O homem que vende de tudo

A partir de uma pequena livraria virtual, Jeff Bezos transformou a Amazon num gigante do varejo
 

Depois de se formar em engenharia elétrica e ciência da computação na Universidade de Princeton, em 1986, Jeff Bezos foi trabalhar em Wall Street. Em 1994, largou o setor financeiro para ser empresário. A Amazon.com começou como livraria virtual e vendeu os primeiros exemplares em julho de 1995. Desde então transformou-se num gigante do varejo, além de produtora de equipamentos eletrônicos, como o Kindle, e grande provedora de serviços de computação em nuvem. A seguir, trechos selecionados de uma conversa com Bezos.

Quando percebeu que a Amazon se transformaria na gigante que é hoje?

Desde o princípio havia sinais de que estávamos acertando. O plano de negócios original só falava em livros e numa empresa relativamente pequena. Mas, pouco depois da inauguração, já tínhamos vendido livros em todos os 50 estados americanos e em 45 países.

Dois anos depois, mandamos um e-mail a cerca de mil clientes perguntando: “Além do que vendemos hoje, o que você gostaria que oferecêssemos?” As respostas foram muito variadas; as pessoas diziam “limpadores de para-brisa para o carro” e coisas assim. Naquele momento, começamos a perceber que talvez conseguíssemos vender uma grande seleção de produtos usando os métodos dos quais tínhamos sido pioneiros.

Quais as qualidades fundamentais do empresário de sucesso?

Uma delas é aquele ponto de vista do chamado descontentamento divino: o que podemos melhorar? Invenção e empreendedorismo estão interligados. Os inventores pensam: “Já me habituei a isso, mas hábito não é motivo para não aprimorar.”

Os empresários também se beneficiam muito quando se dispõem a fracassar, a experimentar. Bons empreendedores tendem a ser teimosos na visão mas flexíveis nos detalhes. Outra qualidade é a paixão pela missão. Os melhores produtos e serviços são sempre oferecidos por missionários. Essas pessoas acordam pela manhã pensando na ideia e ainda estão pensando nela quando fecham os olhos para dormir à noite.

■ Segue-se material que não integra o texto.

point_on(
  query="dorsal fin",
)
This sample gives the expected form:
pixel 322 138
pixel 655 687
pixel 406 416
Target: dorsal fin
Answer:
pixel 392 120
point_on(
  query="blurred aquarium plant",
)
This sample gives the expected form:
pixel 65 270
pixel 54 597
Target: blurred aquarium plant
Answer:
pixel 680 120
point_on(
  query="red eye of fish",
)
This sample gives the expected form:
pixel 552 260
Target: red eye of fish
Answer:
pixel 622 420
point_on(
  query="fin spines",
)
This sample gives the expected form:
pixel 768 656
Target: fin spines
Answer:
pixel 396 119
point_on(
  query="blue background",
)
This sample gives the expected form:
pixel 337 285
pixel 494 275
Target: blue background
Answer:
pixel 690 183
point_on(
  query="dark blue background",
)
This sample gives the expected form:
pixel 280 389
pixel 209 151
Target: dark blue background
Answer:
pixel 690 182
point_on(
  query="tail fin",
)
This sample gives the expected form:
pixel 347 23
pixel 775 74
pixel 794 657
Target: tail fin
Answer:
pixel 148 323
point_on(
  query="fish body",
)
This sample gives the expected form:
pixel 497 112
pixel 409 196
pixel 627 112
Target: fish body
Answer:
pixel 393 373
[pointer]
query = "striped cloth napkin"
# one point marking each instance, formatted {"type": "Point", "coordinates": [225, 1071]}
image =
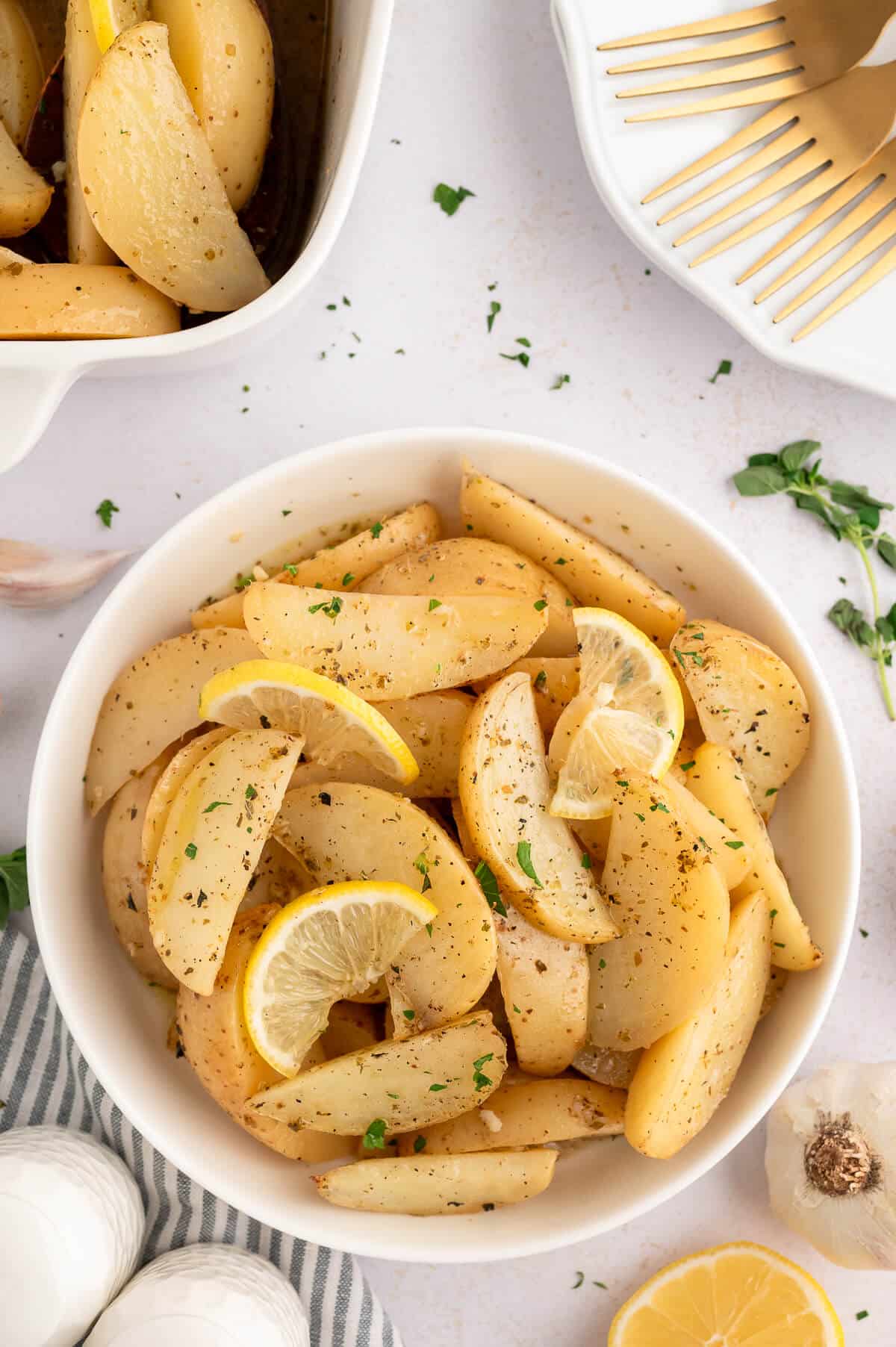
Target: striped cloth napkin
{"type": "Point", "coordinates": [43, 1078]}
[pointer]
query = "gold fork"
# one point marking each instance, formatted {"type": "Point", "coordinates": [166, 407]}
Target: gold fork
{"type": "Point", "coordinates": [807, 41]}
{"type": "Point", "coordinates": [830, 132]}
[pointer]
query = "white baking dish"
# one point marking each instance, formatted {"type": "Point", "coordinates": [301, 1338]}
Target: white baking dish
{"type": "Point", "coordinates": [35, 375]}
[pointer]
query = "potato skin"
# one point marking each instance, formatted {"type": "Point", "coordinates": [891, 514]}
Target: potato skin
{"type": "Point", "coordinates": [216, 1045]}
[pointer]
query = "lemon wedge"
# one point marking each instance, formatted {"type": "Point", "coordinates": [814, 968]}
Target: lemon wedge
{"type": "Point", "coordinates": [628, 715]}
{"type": "Point", "coordinates": [335, 724]}
{"type": "Point", "coordinates": [730, 1296]}
{"type": "Point", "coordinates": [326, 946]}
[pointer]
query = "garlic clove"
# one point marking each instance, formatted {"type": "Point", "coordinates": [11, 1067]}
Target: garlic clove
{"type": "Point", "coordinates": [40, 577]}
{"type": "Point", "coordinates": [830, 1160]}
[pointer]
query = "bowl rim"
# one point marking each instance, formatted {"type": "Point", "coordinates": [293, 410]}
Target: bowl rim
{"type": "Point", "coordinates": [40, 841]}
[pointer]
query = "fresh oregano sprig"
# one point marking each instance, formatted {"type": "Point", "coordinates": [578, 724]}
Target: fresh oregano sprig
{"type": "Point", "coordinates": [852, 515]}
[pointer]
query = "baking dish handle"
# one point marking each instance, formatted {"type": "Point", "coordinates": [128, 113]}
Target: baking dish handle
{"type": "Point", "coordinates": [27, 400]}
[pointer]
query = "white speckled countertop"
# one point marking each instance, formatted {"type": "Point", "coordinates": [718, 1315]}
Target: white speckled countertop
{"type": "Point", "coordinates": [475, 96]}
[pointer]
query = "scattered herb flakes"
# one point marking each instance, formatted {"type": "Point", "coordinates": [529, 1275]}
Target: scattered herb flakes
{"type": "Point", "coordinates": [13, 884]}
{"type": "Point", "coordinates": [105, 509]}
{"type": "Point", "coordinates": [375, 1134]}
{"type": "Point", "coordinates": [449, 199]}
{"type": "Point", "coordinates": [524, 861]}
{"type": "Point", "coordinates": [489, 888]}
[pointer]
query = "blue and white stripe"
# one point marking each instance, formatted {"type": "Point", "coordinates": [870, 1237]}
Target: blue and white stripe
{"type": "Point", "coordinates": [43, 1079]}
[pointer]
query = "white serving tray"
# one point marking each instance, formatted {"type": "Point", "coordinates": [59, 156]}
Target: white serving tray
{"type": "Point", "coordinates": [627, 161]}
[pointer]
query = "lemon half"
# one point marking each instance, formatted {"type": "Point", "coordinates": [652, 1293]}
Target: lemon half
{"type": "Point", "coordinates": [333, 722]}
{"type": "Point", "coordinates": [329, 945]}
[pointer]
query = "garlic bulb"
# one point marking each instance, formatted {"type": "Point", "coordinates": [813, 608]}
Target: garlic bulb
{"type": "Point", "coordinates": [830, 1160]}
{"type": "Point", "coordinates": [37, 577]}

Além de criar a Amazon, você a reinventa periodicamente. Qual o segredo para administrar uma grande empresa de modo empreendedor?

Uma cultura pioneira que recompense a experimentação, ao mesmo tempo que aceite o fato de que vai haver fracassos; isso é fundamental em empresas grandes. E a orientação para o longo prazo é parte fundamental disso.

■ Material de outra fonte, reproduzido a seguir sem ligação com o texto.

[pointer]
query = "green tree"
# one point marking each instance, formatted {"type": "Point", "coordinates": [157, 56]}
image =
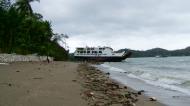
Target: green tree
{"type": "Point", "coordinates": [24, 7]}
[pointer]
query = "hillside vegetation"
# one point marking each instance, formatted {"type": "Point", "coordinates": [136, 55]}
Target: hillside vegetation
{"type": "Point", "coordinates": [24, 32]}
{"type": "Point", "coordinates": [159, 52]}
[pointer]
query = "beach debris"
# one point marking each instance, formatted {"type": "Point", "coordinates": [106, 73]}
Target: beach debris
{"type": "Point", "coordinates": [153, 99]}
{"type": "Point", "coordinates": [175, 96]}
{"type": "Point", "coordinates": [125, 87]}
{"type": "Point", "coordinates": [107, 73]}
{"type": "Point", "coordinates": [7, 84]}
{"type": "Point", "coordinates": [74, 80]}
{"type": "Point", "coordinates": [37, 78]}
{"type": "Point", "coordinates": [4, 63]}
{"type": "Point", "coordinates": [140, 92]}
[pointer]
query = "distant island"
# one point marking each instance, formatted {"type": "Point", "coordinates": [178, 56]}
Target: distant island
{"type": "Point", "coordinates": [158, 52]}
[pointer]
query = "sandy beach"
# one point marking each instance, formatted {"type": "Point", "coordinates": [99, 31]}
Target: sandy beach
{"type": "Point", "coordinates": [62, 84]}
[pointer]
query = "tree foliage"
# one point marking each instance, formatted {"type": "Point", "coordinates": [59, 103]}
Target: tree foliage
{"type": "Point", "coordinates": [24, 32]}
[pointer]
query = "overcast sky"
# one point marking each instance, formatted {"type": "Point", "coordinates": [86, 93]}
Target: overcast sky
{"type": "Point", "coordinates": [135, 24]}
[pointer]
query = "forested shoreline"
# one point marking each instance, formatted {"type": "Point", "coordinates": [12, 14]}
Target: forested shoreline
{"type": "Point", "coordinates": [23, 31]}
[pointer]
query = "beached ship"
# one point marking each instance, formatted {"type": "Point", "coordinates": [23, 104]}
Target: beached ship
{"type": "Point", "coordinates": [101, 54]}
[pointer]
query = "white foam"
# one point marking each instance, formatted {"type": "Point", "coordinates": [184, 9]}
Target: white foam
{"type": "Point", "coordinates": [4, 64]}
{"type": "Point", "coordinates": [113, 68]}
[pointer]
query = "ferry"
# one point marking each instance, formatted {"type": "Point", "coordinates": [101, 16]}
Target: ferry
{"type": "Point", "coordinates": [100, 54]}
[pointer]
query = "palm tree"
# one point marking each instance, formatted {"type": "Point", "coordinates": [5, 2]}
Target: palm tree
{"type": "Point", "coordinates": [24, 7]}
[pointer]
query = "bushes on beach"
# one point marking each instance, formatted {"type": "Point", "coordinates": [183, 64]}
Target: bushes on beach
{"type": "Point", "coordinates": [24, 32]}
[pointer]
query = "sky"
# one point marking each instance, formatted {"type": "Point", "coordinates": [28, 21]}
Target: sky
{"type": "Point", "coordinates": [134, 24]}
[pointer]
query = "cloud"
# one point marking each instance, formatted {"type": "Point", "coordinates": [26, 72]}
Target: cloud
{"type": "Point", "coordinates": [136, 24]}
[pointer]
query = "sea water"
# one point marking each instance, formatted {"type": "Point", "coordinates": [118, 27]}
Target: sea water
{"type": "Point", "coordinates": [167, 79]}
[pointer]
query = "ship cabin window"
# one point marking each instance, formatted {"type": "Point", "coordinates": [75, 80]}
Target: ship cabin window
{"type": "Point", "coordinates": [80, 48]}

Alguns afirmam que a Amazon é boa para os clientes mas ruim para as pequenas empresas.

Estimulamos muito algumas pequenas empresas. Por exemplo, temos milhões de pequenos vendedores com acesso a nosso espaço exclusivo de varejo, que vendem junto conosco. A Kindle Direct Publishing é outra plataforma self-service muito útil para escritores que antes não conseguiam chegar à distribuição. A Amazon Web Services, nossa divisão de computação em nuvem, tem sido fantástica na capacitação de pequenas empresas, que a usam para baixar o custo dos bancos de dados e aumentar a agilidade.

Você acha que a tecnologia e a inovação estão avançando para dimensões cada vez maiores?

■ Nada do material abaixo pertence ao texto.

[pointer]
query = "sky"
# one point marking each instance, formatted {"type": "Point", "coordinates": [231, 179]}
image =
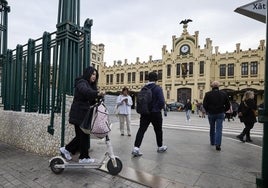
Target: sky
{"type": "Point", "coordinates": [139, 28]}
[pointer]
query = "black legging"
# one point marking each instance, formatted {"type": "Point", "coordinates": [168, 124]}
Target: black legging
{"type": "Point", "coordinates": [156, 119]}
{"type": "Point", "coordinates": [248, 127]}
{"type": "Point", "coordinates": [79, 143]}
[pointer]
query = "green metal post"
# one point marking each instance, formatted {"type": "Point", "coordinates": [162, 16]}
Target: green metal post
{"type": "Point", "coordinates": [5, 9]}
{"type": "Point", "coordinates": [87, 42]}
{"type": "Point", "coordinates": [262, 182]}
{"type": "Point", "coordinates": [45, 74]}
{"type": "Point", "coordinates": [18, 79]}
{"type": "Point", "coordinates": [30, 105]}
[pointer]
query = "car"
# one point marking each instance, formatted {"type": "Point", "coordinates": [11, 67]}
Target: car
{"type": "Point", "coordinates": [175, 106]}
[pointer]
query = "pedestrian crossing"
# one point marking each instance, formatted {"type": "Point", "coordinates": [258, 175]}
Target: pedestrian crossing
{"type": "Point", "coordinates": [176, 121]}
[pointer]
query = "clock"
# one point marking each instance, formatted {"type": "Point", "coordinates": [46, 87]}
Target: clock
{"type": "Point", "coordinates": [185, 49]}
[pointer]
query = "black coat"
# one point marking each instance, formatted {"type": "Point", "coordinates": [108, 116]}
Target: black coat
{"type": "Point", "coordinates": [247, 108]}
{"type": "Point", "coordinates": [85, 95]}
{"type": "Point", "coordinates": [216, 102]}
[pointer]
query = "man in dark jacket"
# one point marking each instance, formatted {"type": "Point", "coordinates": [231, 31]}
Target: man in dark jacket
{"type": "Point", "coordinates": [155, 117]}
{"type": "Point", "coordinates": [216, 103]}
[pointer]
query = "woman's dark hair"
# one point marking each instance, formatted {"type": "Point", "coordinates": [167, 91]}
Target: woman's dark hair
{"type": "Point", "coordinates": [87, 74]}
{"type": "Point", "coordinates": [124, 89]}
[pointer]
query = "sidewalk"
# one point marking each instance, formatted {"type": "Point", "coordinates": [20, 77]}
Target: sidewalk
{"type": "Point", "coordinates": [190, 162]}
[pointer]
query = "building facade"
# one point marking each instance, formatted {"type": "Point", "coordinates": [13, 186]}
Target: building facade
{"type": "Point", "coordinates": [186, 71]}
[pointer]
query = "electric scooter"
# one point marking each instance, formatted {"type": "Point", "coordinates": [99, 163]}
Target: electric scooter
{"type": "Point", "coordinates": [112, 162]}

O ritmo de mudança e inovação não é igual em todos os segmentos e setores da economia, mas estamos vendo muita inovação em alguns setores, e espero que continue assim. O bom é que cada ideia nova gera mais duas. É o contrário da corrida do ouro de 1849: quanto mais gente foi buscar aquele ouro na Califórnia, mais depressa ele se esgotou. Ideias não são assim; ideias se multiplicam.